Ich versuche, soweit es mir meine Zeit und meine derzeitigen Mandanten, deren Fälle für mich natürlich Vorrang haben, Fragen zu beantworten. Allerdings bewegt sich dieser Thread sehr schnell von einem Thema zum anderen, deshalb kann ich nicht allem folgen und deshalb kommen meine Kommentare manchmal erst viele Seiten nach der Frage.
Nun ein paar Fragen, die ich bemerkt habe:
Jacksy24 schrieb:Ich kann es nicht nachvollziehen, wie man einem Zeugen (oder auch Tatgehilfen) glaubt, obwohl nur ein Teil seiner Aussagen "detailgetreu" sind... andere einfach falsch (noch dazu in meinen Augen die Wichtigsten). Dazu kommt, dass die detailgetreuen Aussagen (Beschaffenheit des Bodens, Jägerstand) vielen Leuten bekannt war.
Das Gericht hat sich nicht nur die Personen angeschaut, um die es hier geht, also natürlich in erster Linie P. und dann auch die verschiedenen Polizeibeamten, Protokollführer, sogar einen Richter im Ruhestand, einen Staatsanwalt, Gefängnisdirektoren usw. um sich ein Bild von der Glaubwürdigkeit Ps. und der Ermittlungsbeamten zu machen. Das hat es auch nachvollziehbar im Urteil dargelegt (wo ich auch wieder sagen kann, das macht nicht jedes Gericht).

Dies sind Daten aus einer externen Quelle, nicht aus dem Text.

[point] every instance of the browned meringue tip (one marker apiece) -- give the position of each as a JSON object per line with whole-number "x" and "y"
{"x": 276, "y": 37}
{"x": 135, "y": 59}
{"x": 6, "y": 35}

Für die Einschätzung der Aussagen Ps. war wichtig, dass er
1. seine Angaben teilweise zu seinem Nachteil machte. Seine Angaben verstärkten den Verdacht, dass er an der Tat beteiligt war und eventuell angeklagt werden könnte. Das ist in den Augen dieses Gerichts und auch üblicherweise ein Indiz dafür, dass der Zeuge solche Angaben nicht erfunden hat. Denn umgekehrt nutzten die Angaben ihm nichts, auch wenn das Gericht davon ausgeht, dass eventuell eine etwas naive Ansicht des Ps damit zu tun hatte, dass er vielleicht von einer Belohnung profitieren könnte. Die Tatsache, dass er das "Geständnis" dann aber schnell "widerrief" wertet das Gericht dahingehend, dass ihm das wohl bewusst geworden war. Da waren die Angaben aber bereits gemacht.
2. Das Gericht fand keinerlei Hinweise darauf, dass P. die Angaben machte, um bewusst M. fälschlich zu belasten. Es fand kein Motiv dafür.
3. Das Gericht fand, dass entscheidende Punkte seiner Angaben mit der Realität übereinstimmten und auch sogenanntes Täterwissen offenbarten.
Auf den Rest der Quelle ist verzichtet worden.